Since warmth ether is the most rarefied ether, condensation will have the effect of reducing or consuming warmth. Therefore implosion is a cool process, which tends to absorb heat rather than release it. This matches observations of the Joe Cell in which the engine runs cold. Unlike combustion, implosion is a "living" process, and as such produces no waste heat or by-products.
An Enhanced Orgone Accumulator
All three styles of Joe Cell are based on concentric, insulated cylinders. This is similar to the classic "orgone accumulator" discovered by Wilhelm Reich. Reich found that metals tended to conduct ether while organic materials tended to absorb it. By layering the two types of materials together, Reich caused a directional flow of ether to occur. The orgone accumulator was a six-sided box constructed with alternating layers of metal and non-metallic materials.
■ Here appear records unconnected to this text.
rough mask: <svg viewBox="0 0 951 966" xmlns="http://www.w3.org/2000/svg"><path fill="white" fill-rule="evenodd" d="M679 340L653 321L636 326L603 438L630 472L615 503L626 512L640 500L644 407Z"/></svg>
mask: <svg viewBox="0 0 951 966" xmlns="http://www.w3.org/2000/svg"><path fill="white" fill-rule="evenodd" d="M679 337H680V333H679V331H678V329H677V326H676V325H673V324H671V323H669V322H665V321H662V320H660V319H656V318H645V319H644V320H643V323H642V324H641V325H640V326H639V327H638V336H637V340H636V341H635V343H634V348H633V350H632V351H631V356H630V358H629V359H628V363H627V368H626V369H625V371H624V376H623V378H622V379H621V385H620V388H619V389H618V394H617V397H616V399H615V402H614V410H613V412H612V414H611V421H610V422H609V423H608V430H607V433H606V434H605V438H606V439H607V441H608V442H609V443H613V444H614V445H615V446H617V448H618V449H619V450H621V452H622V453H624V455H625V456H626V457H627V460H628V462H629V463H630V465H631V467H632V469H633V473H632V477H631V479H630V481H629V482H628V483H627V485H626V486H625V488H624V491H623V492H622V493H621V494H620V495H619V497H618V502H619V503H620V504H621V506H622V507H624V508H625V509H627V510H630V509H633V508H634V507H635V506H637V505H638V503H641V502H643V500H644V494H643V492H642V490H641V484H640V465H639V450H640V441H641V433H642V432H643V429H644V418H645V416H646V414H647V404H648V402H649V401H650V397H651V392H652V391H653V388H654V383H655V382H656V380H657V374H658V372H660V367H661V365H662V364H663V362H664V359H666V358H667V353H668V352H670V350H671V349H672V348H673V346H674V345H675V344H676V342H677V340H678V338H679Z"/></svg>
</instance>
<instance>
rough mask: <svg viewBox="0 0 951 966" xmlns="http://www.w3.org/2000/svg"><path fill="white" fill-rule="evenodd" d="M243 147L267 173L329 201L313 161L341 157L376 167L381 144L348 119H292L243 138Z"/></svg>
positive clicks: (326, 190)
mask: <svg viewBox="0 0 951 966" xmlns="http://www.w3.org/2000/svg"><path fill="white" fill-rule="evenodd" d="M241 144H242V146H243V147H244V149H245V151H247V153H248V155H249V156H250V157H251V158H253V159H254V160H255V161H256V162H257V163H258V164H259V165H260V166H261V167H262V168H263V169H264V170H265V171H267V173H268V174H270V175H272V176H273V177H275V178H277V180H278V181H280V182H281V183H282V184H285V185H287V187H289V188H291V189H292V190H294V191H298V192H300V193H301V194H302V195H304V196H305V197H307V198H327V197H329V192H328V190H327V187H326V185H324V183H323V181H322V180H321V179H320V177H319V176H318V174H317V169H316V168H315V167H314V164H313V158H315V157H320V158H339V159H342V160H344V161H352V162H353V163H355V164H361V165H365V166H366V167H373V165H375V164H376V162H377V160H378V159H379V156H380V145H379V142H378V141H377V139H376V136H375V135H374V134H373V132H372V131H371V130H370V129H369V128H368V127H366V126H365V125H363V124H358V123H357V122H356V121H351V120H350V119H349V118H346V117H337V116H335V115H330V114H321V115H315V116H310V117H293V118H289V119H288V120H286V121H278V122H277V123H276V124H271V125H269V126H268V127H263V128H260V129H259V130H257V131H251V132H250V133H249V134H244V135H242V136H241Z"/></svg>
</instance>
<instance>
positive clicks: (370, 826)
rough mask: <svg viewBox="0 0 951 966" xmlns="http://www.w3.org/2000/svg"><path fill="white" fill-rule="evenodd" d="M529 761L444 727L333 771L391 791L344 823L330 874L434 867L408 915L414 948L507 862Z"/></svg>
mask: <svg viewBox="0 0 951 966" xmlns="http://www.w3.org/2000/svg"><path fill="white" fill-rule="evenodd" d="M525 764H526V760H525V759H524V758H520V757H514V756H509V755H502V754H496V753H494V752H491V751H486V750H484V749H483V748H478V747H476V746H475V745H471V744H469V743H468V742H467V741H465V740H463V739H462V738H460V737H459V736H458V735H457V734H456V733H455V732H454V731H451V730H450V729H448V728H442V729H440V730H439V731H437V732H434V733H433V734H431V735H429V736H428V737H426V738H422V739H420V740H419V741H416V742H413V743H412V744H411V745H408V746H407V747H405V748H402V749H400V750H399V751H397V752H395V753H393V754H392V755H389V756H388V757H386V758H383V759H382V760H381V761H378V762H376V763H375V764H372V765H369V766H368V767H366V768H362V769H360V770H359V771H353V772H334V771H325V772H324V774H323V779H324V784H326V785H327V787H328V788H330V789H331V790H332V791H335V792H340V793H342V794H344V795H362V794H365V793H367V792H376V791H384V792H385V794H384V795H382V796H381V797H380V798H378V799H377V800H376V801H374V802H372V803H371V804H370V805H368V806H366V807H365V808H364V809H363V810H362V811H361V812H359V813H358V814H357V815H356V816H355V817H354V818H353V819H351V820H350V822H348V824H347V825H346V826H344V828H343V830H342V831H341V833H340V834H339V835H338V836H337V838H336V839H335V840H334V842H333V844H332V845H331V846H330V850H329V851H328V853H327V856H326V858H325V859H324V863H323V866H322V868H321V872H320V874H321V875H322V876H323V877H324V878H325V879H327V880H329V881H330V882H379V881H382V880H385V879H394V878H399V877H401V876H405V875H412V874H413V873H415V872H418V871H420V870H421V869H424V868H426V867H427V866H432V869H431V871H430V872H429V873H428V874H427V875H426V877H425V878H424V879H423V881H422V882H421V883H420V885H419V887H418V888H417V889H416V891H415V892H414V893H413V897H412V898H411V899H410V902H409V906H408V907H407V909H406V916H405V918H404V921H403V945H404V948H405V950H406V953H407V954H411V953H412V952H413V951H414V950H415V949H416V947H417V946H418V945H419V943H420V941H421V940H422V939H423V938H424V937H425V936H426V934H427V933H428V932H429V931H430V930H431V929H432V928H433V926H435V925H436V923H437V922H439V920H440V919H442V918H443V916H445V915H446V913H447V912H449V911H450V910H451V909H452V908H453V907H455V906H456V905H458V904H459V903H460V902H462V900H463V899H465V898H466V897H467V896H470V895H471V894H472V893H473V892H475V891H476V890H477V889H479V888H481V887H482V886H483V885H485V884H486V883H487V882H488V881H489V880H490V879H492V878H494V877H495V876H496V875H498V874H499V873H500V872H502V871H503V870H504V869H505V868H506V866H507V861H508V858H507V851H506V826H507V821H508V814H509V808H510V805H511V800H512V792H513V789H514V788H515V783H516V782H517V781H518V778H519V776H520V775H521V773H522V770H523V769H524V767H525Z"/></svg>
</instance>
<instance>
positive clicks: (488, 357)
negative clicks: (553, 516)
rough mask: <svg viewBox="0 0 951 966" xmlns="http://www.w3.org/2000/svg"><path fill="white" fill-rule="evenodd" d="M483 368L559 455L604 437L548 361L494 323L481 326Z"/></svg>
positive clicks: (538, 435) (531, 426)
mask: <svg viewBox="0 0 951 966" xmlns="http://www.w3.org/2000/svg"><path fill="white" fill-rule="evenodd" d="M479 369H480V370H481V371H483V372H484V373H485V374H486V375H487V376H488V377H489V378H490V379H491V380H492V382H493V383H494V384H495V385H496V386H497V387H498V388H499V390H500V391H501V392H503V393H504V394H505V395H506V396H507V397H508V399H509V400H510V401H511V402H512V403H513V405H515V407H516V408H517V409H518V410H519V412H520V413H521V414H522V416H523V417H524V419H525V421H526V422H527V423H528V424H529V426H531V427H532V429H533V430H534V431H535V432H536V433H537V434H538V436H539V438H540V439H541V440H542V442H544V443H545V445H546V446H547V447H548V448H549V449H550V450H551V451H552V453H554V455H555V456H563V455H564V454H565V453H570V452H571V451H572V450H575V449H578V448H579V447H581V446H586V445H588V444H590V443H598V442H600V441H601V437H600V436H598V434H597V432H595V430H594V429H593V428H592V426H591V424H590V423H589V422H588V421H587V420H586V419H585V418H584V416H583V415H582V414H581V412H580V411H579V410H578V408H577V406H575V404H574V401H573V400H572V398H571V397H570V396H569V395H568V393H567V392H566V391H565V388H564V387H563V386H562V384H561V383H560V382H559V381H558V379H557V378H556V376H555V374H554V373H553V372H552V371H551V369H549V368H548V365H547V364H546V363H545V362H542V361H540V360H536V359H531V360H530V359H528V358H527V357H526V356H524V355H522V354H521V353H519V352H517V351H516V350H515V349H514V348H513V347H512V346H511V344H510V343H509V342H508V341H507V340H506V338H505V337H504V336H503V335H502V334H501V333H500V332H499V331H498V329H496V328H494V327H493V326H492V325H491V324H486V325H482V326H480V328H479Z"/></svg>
The inclusion of a 1.5 volt battery to maintain the charged condition (and a 12 volt battery to create it) is an interesting variation on the orgone accumulator design. There is precedent for this idea in electrogravity documentation that has become available in recent years. (See the USAF report "Electrogravitic Systems" that was released in 1995 as well as patents by T. Townsend Brown.) The basic idea is that a charged condenser exhibits a tendency to move towards its positive terminal. This is thought to result from a net movement of ether in the opposite direction (from positive to negative). Therefore a static electric charge stimulates a directional flow of ether.
The Joe Cell design implies a net movement of ether from positive to negatively charged terminals (i.e. towards the center of the cell and towards the engine).
Transfer of Energy to the Carburetor
The transfer of energy to the carburetor is accomplished by several different conductors including plastic, copper, aluminum and rubber tubing. The common material in all of these configurations is the *air* inside the tubing. This is consistent with the biodynamic view that oxygen is an excellent carrier of etheric forces. (Fertile soils are said to contain 50% air for just this reason.) The metallic carburetor housing would conduct the etheric energy to its interior surfaces, where incoming air would absorb it and carry it into the cylinders.
In conclusion, the Joe Cell offers a compelling view of how ordinary combustion engines might be modified to run on natural etheric energy. This could be an important direction for future research. Validation of the concept could be approached in three phases:
1. Collecting a high concentration of etheric charge. For some ideas on how to accomplish this, see Geometric Energy Fields which includes specific instructions for building resonant etheric devices.
2. Stimulating a sudden condensation of ether by means of electric spark and measuring the implosion effect in a pressurized container.
3. Achieving reproducible evidence of successive implosion events within a small engine mounted for laboratory testing.